Via Euphoria-magazine.com

The Korowai tribe of Papua, Indonesia, was first contacted in the 1970s by archaeologists and missionaries, at which point they were still using stone tools and living in wooden treehouses. Since then, they uh ... yeah, they pretty much still just do the stone tool and treehouse scene.

Via Euphoria-Magazine.com
Here's one man fashioning a crude processor to upgrade his iBow.

How Did They Avoid the Modern World for So Long?

The Korowai believed that the entire world would be destroyed by an earthquake if they ever changed their customs. Now that's either a batshit crazy level of commitment to tradition or a really killer excuse for when whitey comes around and asks you to stop living in your bitchin' treehouse. Regardless, it worked: The missionaries decided to take a hands-off approach and not risk the angry earthquake god of the Korowai.

Via Euphoria-Magazine.com
A member of the tribe, seen here escaping an earthquake.

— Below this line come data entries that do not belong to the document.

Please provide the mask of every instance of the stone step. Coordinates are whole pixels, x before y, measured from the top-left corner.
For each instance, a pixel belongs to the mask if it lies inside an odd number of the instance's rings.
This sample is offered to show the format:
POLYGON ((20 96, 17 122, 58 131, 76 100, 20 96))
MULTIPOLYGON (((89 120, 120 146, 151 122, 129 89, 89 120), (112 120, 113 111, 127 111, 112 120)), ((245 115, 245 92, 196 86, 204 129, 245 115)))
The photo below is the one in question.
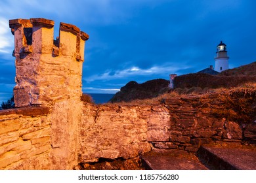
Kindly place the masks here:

More importantly, the Korowai's location is so densely forested and mountainous that most of its villages don't even have contact with each other, let alone with the outside world. When the tribe was surveyed by census officials in 2010, they first had to walk for two weeks -- after a long trip by boat from the nearest (still extremely friggin' remote) villages.

Plus, instead of discouraging tourism via a liberal application of murder, like the Sentinelese, the Korowai seem content to just prank society until it goes away. In addition to the totally-for-real earthquake that they "swear" will happen if they "ever put on pants," the Korowai also duped an Australian news team who trekked out to the area in 2006. The tribe put forward a young boy for the reporters to film, telling them a heart-rending story about how he was in danger of being eaten by cannibals. After the team somberly filmed the story and left, another news crew flew in to stage a dramatic on-screen rescue ... and was immediately arrested for not having visas, presumably to the tune of raucous Korowai laughter.

Via Smithsonianmag.com

An expert on the tribe insists that this is exactly the kind of thing they do and assured reporters that the cannibalism story was embellished from the start, that the Korowai are likely just a tree-bound band of merry pranksters and that the only thing they want with the modern world is to see the looks on our faces.

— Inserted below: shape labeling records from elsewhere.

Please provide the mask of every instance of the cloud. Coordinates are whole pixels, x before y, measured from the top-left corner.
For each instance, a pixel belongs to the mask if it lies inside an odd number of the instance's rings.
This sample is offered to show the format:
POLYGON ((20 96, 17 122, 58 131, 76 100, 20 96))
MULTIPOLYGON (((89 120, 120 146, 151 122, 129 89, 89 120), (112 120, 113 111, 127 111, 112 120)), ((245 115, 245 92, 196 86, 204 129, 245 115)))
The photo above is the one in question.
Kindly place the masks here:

#4. The Man of the Hole, aka the Loneliest Man on Earth


There is a man currently living in isolation in the Brazilian rainforest. He has been there for at least 15 years. He builds his own palm huts and digs five-foot-deep rectangular holes in the middle of each. We don't know what he uses them for, because these huts are abandoned as soon as anybody gets anywhere near them. No other people in the area build huts like this, which has led researchers to believe that this man is the last surviving member of his tribe. No one knows what language he speaks or the name of his ex-tribe, so we shall call him Rectanglor, of the Rectangulons, because he probably doesn't get the Internet in that rectangle; what's he gonna say about it?

Here is a rare shot of him creating his holes, using crude, primitive tools.

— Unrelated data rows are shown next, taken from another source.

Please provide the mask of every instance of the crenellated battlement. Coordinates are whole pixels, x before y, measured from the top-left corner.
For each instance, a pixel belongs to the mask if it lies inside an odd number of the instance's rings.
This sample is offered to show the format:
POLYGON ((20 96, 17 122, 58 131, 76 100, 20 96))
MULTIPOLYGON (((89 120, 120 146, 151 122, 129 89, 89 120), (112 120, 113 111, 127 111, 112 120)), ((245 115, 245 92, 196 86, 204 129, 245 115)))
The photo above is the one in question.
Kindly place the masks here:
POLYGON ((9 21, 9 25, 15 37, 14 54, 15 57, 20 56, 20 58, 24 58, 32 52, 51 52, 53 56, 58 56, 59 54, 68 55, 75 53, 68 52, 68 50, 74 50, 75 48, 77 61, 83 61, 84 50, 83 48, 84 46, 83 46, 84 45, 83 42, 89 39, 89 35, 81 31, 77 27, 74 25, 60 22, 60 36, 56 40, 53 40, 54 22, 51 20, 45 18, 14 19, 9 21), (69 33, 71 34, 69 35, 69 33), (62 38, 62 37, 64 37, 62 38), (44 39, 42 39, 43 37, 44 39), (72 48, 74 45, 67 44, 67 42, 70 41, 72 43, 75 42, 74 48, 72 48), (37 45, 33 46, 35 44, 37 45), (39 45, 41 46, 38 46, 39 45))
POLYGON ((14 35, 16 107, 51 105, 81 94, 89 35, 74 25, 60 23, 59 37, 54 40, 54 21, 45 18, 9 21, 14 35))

How Did He Avoid the Modern World for So Long?

In 1988, Brazil's new constitution granted local Indians the rights to lands they traditionally inhabited. While it seemed like a good idea in theory, in practice it meant that a tribe could not just be "forcibly relocated" anymore by asshole developers who, being assholes, just started killing them with chainsaws instead.

That's probably what happened to the rest of this guy's tribe: His first and only contact with the modern world involved all of the people he knew existed being killed by hyper-advanced monsters with crazy future-weapons. He is, essentially, living the plot of Independence Day, with the rest of the world replaced by the jungle, and the bad guys replaced by the rest of the world.